Why not spend the same amount and get a much better brake system like Stoptech or any of the others? It will cost more then 2k by the way.


----------



## BlackoutSpecV (May 8, 2002)

JAMESZ said:


> Why not spend the same amount and get a much better brake system like Stoptech or any of the others? It will cost more then 2k by the way.

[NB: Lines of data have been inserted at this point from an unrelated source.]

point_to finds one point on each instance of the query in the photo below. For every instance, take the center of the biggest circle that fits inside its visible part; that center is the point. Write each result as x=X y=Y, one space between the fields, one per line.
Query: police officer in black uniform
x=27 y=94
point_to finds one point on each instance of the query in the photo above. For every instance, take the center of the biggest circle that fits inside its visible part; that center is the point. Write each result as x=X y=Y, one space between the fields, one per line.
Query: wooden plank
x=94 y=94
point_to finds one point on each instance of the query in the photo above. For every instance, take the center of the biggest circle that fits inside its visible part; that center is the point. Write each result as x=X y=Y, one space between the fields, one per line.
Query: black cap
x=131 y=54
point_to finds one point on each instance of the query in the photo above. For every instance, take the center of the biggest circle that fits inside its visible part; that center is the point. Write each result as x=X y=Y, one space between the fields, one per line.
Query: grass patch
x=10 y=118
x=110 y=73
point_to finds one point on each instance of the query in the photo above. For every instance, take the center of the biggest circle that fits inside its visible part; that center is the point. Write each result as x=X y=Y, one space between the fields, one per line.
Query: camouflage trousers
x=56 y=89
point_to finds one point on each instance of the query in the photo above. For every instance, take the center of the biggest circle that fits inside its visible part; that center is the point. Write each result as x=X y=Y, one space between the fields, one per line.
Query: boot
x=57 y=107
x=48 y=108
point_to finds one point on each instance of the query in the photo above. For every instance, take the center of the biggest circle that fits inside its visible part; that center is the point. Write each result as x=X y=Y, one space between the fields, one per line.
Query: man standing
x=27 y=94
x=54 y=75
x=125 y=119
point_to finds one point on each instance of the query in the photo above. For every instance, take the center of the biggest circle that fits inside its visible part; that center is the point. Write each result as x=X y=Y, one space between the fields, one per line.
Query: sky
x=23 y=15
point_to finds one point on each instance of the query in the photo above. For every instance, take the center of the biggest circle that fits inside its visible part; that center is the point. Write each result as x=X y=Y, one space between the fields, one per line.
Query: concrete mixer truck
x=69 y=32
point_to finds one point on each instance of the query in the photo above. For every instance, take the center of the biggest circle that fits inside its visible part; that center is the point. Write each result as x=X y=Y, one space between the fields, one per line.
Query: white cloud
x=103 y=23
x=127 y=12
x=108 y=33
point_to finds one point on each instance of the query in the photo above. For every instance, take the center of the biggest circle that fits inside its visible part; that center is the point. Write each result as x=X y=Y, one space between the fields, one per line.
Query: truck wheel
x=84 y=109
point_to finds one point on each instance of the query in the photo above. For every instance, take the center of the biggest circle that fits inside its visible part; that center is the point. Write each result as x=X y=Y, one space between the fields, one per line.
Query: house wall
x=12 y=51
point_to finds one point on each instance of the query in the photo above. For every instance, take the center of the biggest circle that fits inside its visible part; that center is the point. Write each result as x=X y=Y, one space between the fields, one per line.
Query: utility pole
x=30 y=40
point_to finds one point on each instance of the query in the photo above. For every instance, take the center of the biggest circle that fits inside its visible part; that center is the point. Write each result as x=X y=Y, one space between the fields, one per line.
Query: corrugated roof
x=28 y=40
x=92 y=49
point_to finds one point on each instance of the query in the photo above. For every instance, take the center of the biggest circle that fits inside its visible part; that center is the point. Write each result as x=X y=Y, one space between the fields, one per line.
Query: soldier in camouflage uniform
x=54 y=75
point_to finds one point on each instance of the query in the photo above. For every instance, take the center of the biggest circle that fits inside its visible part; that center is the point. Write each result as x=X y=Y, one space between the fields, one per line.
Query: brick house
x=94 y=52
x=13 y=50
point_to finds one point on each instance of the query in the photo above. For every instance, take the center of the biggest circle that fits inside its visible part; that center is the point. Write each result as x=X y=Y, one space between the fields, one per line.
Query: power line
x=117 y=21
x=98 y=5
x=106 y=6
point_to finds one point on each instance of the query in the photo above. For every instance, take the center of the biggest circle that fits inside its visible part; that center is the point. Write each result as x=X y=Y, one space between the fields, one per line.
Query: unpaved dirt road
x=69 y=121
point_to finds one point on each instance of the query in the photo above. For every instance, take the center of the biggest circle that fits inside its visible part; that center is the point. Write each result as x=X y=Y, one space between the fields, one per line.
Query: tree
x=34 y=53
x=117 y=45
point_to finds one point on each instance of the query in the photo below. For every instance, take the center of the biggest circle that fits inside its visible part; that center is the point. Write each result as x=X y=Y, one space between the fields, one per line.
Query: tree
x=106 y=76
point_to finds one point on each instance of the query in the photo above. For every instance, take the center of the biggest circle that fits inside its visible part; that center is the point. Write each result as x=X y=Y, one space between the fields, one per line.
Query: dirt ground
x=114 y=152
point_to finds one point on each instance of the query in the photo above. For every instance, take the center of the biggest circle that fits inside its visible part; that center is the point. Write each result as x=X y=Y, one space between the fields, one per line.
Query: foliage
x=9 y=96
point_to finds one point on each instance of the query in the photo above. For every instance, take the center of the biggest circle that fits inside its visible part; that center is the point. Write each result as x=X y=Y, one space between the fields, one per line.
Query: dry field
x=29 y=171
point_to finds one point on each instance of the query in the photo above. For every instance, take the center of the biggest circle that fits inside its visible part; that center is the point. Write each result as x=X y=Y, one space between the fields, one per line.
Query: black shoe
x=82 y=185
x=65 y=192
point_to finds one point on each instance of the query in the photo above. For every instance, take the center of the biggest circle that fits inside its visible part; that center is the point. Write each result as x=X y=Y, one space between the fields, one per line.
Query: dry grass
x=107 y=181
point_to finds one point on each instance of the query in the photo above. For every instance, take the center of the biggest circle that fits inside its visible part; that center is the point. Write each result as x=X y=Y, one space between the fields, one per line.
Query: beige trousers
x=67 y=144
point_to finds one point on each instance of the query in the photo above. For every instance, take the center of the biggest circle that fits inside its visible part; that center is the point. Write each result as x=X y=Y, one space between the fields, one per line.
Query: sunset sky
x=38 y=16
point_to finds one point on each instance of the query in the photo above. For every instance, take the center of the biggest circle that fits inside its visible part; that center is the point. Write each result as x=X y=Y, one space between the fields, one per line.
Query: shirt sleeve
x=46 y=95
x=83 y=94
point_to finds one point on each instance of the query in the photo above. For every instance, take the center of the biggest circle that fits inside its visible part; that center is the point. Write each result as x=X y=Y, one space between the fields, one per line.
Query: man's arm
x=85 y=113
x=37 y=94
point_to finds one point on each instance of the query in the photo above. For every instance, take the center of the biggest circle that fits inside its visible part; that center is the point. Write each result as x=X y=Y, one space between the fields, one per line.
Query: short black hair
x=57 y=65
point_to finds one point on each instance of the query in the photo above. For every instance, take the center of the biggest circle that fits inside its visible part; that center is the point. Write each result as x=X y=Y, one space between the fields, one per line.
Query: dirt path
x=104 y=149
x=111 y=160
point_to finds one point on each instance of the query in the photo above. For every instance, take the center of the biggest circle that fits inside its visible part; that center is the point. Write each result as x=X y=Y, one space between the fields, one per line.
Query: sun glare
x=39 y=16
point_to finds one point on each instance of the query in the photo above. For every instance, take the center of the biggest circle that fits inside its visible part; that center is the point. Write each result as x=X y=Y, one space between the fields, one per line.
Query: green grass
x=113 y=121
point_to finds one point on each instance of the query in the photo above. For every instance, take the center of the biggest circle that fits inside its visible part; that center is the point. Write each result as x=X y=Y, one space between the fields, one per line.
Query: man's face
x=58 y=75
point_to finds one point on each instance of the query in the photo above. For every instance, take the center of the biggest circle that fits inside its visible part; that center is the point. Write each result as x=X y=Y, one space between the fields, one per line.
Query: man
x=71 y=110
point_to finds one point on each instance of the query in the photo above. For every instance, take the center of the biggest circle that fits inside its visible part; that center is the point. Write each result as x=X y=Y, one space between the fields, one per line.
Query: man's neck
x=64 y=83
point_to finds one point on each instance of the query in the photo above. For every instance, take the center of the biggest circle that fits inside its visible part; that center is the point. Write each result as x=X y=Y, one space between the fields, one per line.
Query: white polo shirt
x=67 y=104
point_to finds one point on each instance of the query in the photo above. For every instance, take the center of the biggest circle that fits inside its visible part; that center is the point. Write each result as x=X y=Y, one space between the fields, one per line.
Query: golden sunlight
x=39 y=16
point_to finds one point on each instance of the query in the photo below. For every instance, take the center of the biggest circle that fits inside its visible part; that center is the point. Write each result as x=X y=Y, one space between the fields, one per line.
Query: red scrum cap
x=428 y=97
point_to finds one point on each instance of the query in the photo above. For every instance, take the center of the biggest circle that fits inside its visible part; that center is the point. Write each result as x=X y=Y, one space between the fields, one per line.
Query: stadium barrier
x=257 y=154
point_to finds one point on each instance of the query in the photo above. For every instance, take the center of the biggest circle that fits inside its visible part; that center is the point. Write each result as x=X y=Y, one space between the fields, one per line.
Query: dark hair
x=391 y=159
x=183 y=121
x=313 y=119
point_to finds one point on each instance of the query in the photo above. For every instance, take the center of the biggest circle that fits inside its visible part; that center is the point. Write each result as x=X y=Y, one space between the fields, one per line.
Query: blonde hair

As I said, if he is going to track the car this is a good idea. However there will be no street benifits, well not $2k+ worth of benifits =)


----------



## spdracerUT (Jun 11, 2002)

for a street car, the Stoptechs would be overkill. I bet you could find a used set of Brembos at a decent price from someone who did upgrade. And I'd suggust doing the brake install yourself, it's an easy job. Save a lot of $$$.


----------



## pa55 (Jun 5, 2005)

do it yourself on a 05? does this effect warranty? 

....i am noob to forum...


----------



## LKC05350Z (Mar 13, 2005)

pa55 said:


> do it yourself on a 05? does this effect warranty?
> 
> ....i am noob to forum...


Talked with the local dealer and they informed me that you CAN NOT upgrade to Brembo brakes. Soooooo, I had the dealer locate a 35th anv model and picked it up last Friday. Tired of waiting and decided it was more cost efficient for me to go with that particular model instead of making those mods myself.


----------



## pa55 (Jun 5, 2005)

:thumbup: 

can't go wrong with a 35th anniv. 

congratulations on the new car!


----------



## BlackoutSpecV (May 8, 2002)

Good call, no reason to buy a new car and not get what you want.


----------